The Imitation Game is a British television game show presented by Alexander Armstrong and starring the impressionists Rory Bremner and Debra Stephenson.

== Overview ==
Each week, two teams (captained by Rory Bremner and Debra Stephenson) go head-to-head re-enacting iconic movie scenes, revoice news footage, cover songs and celebrity voiceovers.
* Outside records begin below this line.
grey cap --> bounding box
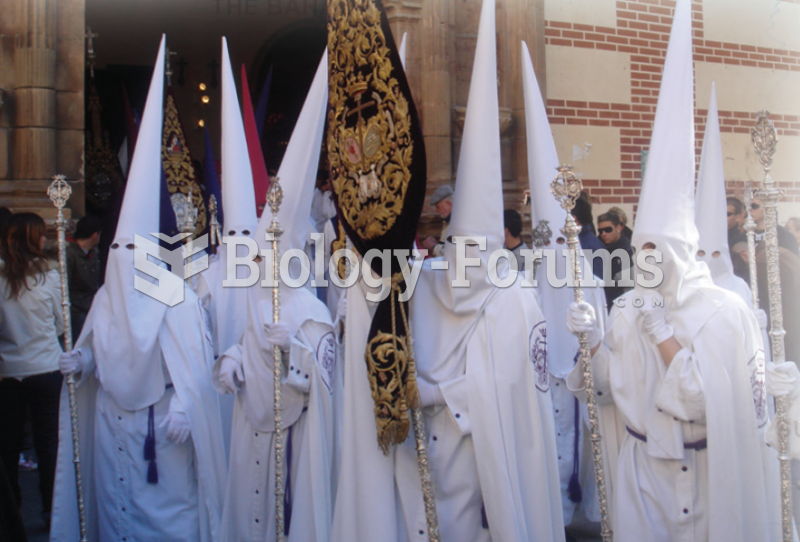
[430,184,455,205]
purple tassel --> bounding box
[147,459,158,484]
[283,430,292,536]
[144,435,156,461]
[144,405,158,484]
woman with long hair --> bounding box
[0,213,64,524]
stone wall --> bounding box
[545,0,800,222]
[0,0,85,220]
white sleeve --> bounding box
[211,344,242,395]
[286,335,317,393]
[656,348,706,423]
[439,375,472,436]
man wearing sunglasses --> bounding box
[750,198,800,256]
[597,212,633,311]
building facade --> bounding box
[0,0,800,234]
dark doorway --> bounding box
[251,19,328,174]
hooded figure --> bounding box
[568,0,780,542]
[695,83,774,396]
[214,49,341,542]
[522,42,610,525]
[695,83,753,308]
[396,0,564,542]
[197,37,258,452]
[51,38,227,542]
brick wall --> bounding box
[545,0,800,212]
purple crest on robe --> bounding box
[317,331,336,393]
[747,350,767,429]
[528,320,550,391]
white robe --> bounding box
[537,250,606,525]
[569,286,780,542]
[333,262,564,542]
[214,289,341,542]
[50,289,227,542]
[193,243,258,457]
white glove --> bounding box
[766,361,800,399]
[219,356,244,393]
[756,309,767,330]
[159,410,192,444]
[639,295,675,345]
[264,322,292,352]
[417,378,445,408]
[567,301,603,349]
[58,350,83,375]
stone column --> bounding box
[383,0,423,102]
[14,0,56,180]
[416,0,455,236]
[497,0,555,233]
[0,0,85,222]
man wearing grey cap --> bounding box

The impressions bring celebrities - such as Donald Trump and Holly Willoughby, Boris Johnson and Adele, and Russell Brand and Mary Berry - together into unexpected situations.

== Episodes ==

| No. | Guests | Original release date |
|---|---|---|
| 1 | Jess Robinson, Luke Kempner, Christopher Biggins | 2 September 2018 |
| 2 | Jon Culshaw, Christina Bianco, Julian Clary | 9 September 2018 |
| 3 | Jan Ravens, Anil Desai | 16 September 2018 |
| 4 | Kate Robbins, Luke Kempner, Kim Woodburn | 23 September 2018 |
| 5 | Jess Robinson, Lewis MacLeod | 30 September 2018 |
| 6 | Alistair McGowan, William Hague | 7 October 2018 |
| 7 | Highlights show | 28 December 2018 |

== Controversy ==
Rory Bremner revealed in August 2018 that ITV producers had removed an impression of presenter Dale Winton from the programme, after he was found dead at his London home in April.